Нищий разжал ладонь: в отсветах тлеющего факела зажглась рубиновым огнем прозрачная капля не больше слезинки. Пленник тронул ею стальные кандалы – появилась золотая полоска. Бросил каплю в миску, взболтал и капнул на засохшее полено. Деревяшка покрылась молодой листвой.
«Но как?» – в ужасе прошептал Великий алхимик.
«Это совсем не трудно».
«Ты всемогущ! Почему бродишь в лохмотьях, а не живешь в роскошном дворце?» – поразился Великий алхимик.
«Что в нем делать?»
«А наслаждения! Ты можешь позволить себе все, что в силах вообразить человек!»
«Что в них толку?»
«Но ведь ты можешь обрести бессмертие!»
«Какой от него прок?»
«Получить могущество и не пользоваться для себя?!»
«Дело в том, брат, что камень требует неумеренной платы за свое обретение».
«Расскажи! Открой секрет, и обещаю освободить тебя. Что за плата? Надо принести человеческую жертву? Я прав?»
«Камень забирает любовь. Ты будешь любить только его».
«Всего-то?! – Великий алхимик расхохотался. – Если бы у меня был философский камень, я бы сто раз отказался от такой ерунды!»
«Возьми». – Нищий протянул рубиновую слезинку.
«Ты отдаешь философский камень? Что хочешь взамен?»
«Скажи, что любить его будешь ты».
Великий алхимик проговорил клятву, схватил камень и выбежал из темницы. Рано утром нищего повесили на городской площади. Он смеялся, пока на него надевали петлю. А когда вздернули, на лице его осталось маска полного счастья».
– Что стало с Великим алхимиком? – спросил Тиль.
– Не может умереть, но и не может расстаться с камнем. Так и бродит оборванцем.
Ньютон следил за притихшим ангелом и вдруг открыл шкатулку, извлек хрустальное перышко и приложил к вороту комбинезона.
– Поздравляю с обретением крыльев, сэр Тиль.
Ничего не случилось, ничего не почувствовал, даже легкой тяжести за плечами.
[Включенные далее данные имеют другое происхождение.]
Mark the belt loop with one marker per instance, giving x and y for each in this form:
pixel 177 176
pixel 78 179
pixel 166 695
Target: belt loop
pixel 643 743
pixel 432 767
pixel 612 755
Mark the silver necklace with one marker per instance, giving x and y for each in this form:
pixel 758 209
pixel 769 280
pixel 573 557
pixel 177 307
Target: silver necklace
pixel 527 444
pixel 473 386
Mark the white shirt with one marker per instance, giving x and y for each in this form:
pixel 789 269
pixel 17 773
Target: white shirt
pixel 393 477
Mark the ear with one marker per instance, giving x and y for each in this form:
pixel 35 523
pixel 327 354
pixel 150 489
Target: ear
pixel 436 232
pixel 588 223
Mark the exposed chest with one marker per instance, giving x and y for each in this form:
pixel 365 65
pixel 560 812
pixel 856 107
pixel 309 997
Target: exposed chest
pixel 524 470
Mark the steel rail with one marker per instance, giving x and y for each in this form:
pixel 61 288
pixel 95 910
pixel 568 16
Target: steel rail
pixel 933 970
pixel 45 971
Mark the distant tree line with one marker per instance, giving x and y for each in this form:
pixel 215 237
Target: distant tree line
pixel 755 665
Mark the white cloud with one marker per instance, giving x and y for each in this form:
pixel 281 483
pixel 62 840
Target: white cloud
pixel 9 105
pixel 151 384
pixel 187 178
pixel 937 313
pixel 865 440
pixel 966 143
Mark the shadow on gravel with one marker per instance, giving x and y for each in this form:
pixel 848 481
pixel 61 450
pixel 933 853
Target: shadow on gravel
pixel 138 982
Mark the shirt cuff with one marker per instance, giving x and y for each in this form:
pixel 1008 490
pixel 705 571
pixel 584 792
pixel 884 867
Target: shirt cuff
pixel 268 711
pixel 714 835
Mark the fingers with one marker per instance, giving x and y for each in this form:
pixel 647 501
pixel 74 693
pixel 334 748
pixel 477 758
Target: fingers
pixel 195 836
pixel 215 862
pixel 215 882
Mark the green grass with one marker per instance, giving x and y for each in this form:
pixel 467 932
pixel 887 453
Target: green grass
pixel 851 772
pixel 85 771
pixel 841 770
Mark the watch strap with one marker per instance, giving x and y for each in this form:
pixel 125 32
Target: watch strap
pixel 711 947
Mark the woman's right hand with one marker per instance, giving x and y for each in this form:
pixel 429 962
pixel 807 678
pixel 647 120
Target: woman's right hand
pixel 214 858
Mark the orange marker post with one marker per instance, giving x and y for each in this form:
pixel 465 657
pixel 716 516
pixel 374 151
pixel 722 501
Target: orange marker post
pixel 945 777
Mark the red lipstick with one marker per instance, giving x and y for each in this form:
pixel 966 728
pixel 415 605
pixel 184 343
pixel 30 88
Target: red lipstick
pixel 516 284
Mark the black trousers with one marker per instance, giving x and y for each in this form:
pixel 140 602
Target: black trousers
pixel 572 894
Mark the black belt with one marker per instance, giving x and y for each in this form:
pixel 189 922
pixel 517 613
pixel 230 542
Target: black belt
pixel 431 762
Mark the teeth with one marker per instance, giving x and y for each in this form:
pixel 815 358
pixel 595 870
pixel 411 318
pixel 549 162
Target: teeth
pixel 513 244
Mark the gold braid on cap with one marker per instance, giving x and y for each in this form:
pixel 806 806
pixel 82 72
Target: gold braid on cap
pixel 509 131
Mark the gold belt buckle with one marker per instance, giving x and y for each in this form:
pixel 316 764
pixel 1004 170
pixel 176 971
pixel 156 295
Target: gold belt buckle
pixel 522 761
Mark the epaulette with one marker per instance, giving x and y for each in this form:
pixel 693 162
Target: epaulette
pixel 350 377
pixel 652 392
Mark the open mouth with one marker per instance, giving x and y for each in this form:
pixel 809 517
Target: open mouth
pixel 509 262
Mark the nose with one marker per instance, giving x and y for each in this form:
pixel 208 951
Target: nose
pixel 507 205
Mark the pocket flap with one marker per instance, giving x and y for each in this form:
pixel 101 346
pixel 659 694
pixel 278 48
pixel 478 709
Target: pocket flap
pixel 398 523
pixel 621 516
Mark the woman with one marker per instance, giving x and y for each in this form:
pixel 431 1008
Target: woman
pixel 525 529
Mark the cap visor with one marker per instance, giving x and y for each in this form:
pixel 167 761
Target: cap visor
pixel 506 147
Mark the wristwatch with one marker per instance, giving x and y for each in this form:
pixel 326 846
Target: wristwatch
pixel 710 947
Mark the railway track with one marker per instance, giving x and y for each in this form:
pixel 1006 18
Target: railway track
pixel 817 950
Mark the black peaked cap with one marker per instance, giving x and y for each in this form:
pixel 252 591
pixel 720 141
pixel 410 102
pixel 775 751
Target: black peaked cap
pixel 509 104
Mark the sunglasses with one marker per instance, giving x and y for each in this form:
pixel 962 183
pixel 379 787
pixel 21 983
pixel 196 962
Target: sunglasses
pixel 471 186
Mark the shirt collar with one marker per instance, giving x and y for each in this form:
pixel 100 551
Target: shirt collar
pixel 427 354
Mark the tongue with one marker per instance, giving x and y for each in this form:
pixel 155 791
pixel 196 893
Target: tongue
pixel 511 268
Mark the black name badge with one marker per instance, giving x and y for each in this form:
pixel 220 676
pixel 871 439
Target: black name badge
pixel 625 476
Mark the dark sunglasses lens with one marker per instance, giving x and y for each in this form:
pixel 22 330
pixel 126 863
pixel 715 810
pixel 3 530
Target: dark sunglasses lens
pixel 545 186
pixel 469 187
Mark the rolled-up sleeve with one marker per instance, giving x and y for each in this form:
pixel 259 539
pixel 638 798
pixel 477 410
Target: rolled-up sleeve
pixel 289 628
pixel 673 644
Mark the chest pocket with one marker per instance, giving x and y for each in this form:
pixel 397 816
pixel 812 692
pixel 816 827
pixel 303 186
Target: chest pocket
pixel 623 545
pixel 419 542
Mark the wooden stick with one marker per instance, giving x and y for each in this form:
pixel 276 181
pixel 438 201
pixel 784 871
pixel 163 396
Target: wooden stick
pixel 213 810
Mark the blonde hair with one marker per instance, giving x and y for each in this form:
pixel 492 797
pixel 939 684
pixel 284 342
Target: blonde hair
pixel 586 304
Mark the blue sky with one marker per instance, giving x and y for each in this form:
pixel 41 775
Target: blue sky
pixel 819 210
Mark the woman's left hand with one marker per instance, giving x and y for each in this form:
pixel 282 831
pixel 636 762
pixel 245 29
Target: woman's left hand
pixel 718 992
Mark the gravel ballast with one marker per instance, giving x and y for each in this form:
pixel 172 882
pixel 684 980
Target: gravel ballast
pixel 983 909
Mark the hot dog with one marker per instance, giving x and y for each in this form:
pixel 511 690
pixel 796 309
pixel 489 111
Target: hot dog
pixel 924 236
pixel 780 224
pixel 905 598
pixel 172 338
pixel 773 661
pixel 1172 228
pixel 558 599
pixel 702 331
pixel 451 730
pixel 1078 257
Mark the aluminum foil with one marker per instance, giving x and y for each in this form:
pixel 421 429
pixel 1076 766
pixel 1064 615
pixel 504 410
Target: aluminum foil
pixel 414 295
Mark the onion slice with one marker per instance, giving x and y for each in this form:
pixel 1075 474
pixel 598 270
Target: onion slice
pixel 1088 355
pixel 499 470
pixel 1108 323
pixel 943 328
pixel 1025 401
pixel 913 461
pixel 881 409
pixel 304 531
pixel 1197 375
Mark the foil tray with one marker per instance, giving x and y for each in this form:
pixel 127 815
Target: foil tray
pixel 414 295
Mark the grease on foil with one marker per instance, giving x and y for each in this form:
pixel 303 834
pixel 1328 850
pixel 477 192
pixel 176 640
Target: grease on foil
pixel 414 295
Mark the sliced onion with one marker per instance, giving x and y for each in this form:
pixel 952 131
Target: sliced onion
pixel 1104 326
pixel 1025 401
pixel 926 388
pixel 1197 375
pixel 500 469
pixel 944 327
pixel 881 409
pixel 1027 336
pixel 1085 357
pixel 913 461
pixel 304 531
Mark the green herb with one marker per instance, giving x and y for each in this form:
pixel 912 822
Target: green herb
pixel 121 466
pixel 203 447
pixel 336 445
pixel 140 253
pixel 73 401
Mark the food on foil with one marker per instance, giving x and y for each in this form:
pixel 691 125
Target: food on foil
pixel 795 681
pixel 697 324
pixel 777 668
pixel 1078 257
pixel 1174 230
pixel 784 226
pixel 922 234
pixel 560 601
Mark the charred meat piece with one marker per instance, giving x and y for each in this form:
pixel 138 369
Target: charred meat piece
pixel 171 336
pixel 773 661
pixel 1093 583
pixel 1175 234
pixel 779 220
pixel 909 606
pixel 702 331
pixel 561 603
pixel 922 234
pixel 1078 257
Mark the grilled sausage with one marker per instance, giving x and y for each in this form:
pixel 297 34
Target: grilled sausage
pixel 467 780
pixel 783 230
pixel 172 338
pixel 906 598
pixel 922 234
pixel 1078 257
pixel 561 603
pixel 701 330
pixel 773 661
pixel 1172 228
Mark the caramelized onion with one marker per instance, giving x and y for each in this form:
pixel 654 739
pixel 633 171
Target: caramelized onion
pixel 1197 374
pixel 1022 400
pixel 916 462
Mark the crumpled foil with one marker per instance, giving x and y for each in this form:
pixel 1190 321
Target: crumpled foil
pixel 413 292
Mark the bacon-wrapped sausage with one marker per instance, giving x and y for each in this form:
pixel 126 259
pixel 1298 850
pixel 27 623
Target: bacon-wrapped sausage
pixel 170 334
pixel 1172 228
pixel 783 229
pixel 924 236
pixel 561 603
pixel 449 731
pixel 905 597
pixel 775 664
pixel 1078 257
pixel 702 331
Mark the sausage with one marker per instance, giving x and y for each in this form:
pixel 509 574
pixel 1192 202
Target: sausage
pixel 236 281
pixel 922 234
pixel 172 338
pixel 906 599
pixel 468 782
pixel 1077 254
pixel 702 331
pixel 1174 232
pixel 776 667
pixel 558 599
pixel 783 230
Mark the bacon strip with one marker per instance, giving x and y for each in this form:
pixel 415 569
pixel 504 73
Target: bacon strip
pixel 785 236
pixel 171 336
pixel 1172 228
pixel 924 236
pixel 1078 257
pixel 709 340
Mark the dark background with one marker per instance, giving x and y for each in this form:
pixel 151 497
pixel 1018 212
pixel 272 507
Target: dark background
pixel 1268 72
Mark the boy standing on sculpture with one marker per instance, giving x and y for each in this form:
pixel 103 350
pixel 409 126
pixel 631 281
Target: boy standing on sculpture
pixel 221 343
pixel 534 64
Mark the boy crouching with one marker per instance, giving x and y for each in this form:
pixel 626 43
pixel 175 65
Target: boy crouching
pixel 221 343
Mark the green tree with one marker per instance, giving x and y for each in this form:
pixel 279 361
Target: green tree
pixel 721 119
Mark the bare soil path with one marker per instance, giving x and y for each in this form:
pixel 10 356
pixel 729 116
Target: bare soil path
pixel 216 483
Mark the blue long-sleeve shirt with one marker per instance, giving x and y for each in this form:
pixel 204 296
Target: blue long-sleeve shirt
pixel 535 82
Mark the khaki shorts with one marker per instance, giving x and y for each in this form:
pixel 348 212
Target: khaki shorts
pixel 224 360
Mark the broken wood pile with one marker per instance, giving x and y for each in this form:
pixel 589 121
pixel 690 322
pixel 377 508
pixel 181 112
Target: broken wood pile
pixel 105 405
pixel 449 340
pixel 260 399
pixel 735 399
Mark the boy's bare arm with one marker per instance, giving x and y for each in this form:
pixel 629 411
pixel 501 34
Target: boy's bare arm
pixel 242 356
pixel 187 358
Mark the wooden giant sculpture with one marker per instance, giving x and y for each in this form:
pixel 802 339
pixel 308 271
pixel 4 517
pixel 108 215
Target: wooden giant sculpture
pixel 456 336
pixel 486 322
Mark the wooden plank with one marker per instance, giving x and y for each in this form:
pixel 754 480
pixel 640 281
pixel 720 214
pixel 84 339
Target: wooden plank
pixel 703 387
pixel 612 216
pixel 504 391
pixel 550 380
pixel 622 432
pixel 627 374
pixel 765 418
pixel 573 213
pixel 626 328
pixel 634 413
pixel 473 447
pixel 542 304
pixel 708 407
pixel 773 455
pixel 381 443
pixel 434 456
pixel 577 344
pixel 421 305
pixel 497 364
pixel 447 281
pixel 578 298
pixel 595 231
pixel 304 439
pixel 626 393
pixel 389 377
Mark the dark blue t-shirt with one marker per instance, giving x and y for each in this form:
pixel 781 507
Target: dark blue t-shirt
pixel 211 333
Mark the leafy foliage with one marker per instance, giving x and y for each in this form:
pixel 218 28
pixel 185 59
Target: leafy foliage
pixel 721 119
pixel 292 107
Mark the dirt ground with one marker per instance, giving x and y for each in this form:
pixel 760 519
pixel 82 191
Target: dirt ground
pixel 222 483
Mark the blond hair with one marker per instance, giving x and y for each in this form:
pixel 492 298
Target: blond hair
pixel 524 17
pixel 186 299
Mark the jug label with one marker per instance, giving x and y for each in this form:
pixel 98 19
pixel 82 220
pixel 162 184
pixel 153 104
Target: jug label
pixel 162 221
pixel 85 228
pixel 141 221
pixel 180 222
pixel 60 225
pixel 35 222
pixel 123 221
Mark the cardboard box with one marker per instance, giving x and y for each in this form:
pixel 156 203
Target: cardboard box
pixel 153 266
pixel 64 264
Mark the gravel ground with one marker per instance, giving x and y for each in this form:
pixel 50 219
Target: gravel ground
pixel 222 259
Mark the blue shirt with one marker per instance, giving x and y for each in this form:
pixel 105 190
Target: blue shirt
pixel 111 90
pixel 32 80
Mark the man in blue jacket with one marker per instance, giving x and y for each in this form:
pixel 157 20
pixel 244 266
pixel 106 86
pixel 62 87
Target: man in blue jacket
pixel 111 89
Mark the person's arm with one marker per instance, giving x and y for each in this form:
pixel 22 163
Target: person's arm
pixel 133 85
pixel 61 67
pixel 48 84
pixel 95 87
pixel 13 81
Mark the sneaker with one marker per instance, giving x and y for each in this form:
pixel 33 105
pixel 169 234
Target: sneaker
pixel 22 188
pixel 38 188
Но каким-то необъясним образом понял: у него крылья. И увидел себя как бы со стороны.
Крылья на загляденье: белые, сверкающие, без единого перышка, наполненные светом, струящиеся, как шарфы летчиков-асов Первой мировой. Незабываемое зрелище. Он стал неотразим. И похвалиться некому.
– Простите, сэр, это какая модель?
Телескоп нацелился в белую сферу, на которой не светилось ни единой звезды:
– Хотели модель Сикорского, сэр Тиль? Носите достойно. Других нет.
Надо же, и совсем не похожи на золотые игрушки из рекламы. Хорошо, что они такие, так намного лучше. Эти Тине могут понравиться, а те было бы стыдно вытаскивать из-за спины. Иногда приятно, что реклама врет.
Разглядывая со всех сторон, Тиль так понравился себе, что захотел немедленно предстать перед овечкой в новой красе. Мотоцикл под ним и крылья за плечами – что может быть проще.
XVIII
Худенькое тельце затерялось в белом пространстве одеяла. Запястья перехватывали толстые обручи бинтов, словно у боксера с ринга, провалившиеся щеки покрыли желтые разводы, заостренный нос разукрасился мертвенной бледностью. Вернувшись издалека, Тина пребывала в глубокой апатии и покорности всему, что над ней сделают.
Виктория Владимировна отказалась перевозить дочь в клинику, в спальне был устроен передвижной госпиталь. Установилась стойка приборов, контролирующих биение жизни в десятках параметров, возвышалась капельница с набором разноцветных баночек, рядом дежурила медсестра.
Наслаждаясь ролью спасителя, на кровати развалился Мотька, с любопытством рассматривал мигающие лампочки, световые червячки бегающих данных и капающие растворы. Внезапно кот насторожился, шерсть стала дыбом, зашипел и стремительно сгинул.